Esquema de R$ 54 milhões em propina a desembargadores do Maranhão contra o Banco do Nordeste é denunciado pela PGR; PF reuniu provas na Operação 18 Minutos

Comunicações interceptadas pela PF indicam encontros entre magistrados e advogados em residências particulares, trocas de mensagens diretas e movimentações financeiras atípicas ligadas à liberação de alvarás judiciais. Investigação revela atuação estruturada dentro do Judiciário maranhense e caso foi denunciado pela PGR.
Operação 18 Minutos revela suposta organização criminosa formada por desembargadores, juízes, servidores e advogados no Tribunal de Justiça do Maranhão, com fraudes milionárias contra o Banco do Nordeste. Caso foi denunciado pela PGR. 

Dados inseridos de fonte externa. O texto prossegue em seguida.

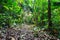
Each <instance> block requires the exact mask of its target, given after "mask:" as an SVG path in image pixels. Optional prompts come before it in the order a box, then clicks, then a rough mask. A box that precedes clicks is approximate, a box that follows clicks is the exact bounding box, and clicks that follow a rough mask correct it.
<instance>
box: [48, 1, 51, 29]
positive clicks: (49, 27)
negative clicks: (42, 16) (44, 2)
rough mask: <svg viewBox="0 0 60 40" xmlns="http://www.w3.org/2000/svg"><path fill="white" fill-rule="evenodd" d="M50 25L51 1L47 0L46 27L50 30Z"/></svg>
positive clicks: (50, 21)
mask: <svg viewBox="0 0 60 40" xmlns="http://www.w3.org/2000/svg"><path fill="white" fill-rule="evenodd" d="M51 27H52V21H51V1H50V0H48V29H49V30H50V29H51Z"/></svg>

Reportagem de Fausto Macedo e Nino Guimarães, publicada nesta segunda-feira (28/07/2025) no Estadão, revela que No dia 14 de agosto de 2024 (quarta-feira), a Polícia Federal deflagrou a Operação 18 Minutos, que revelou um suposto esquema complexo de venda de decisões judiciais no Tribunal de Justiça do Maranhão (TJMA). De acordo com a Procuradoria-Geral da República (PGR), o grupo teria operado durante mais de uma década, arrecadando pelo menos R$ 54,7 milhões em propinas por meio da emissão fraudulenta de alvarás contra o Banco do Nordeste (BNB).

A investigação tem como base diálogos interceptados, provas documentais, movimentações bancárias fracionadas e o levantamento quase instantâneo de valores milionários, como um saque de R$ 14,1 milhões ocorrido 18 minutos após decisão judicial, o que deu nome à operação.

Estrutura da organização e agentes envolvidos

Segundo a PGR, o grupo denunciado era dividido em três núcleos:

  • Núcleo judicial: formado por desembargadores, juízes e servidores, responsáveis por decisões previamente ajustadas;

  • Núcleo causídico: composto por advogados que intermediavam e articulavam os benefícios judiciais;

  • Núcleo operacional: encarregado de ocultar e dissimular a origem dos recursos provenientes das decisões compradas.

Autoridades denunciadas

Foram denunciados ao Superior Tribunal de Justiça (STJ) os seguintes magistrados:

  • Desembargadora Nelma Sarney (cunhada do ex-presidente José Sarney);

  • Desembargador Luiz Gonzaga Almeida Filho;

  • Desembargador Antônio Guerreiro Júnior;

  • Desembargador aposentado Marcelino Everton Chaves;

  • Juíza Alice de Souza Rocha;

  • Juiz Cristiano Simas de Souza.

A PGR também solicita a perda dos cargos, a cassação da aposentadoria e o processamento por corrupção passiva, lavagem de dinheiro e organização criminosa.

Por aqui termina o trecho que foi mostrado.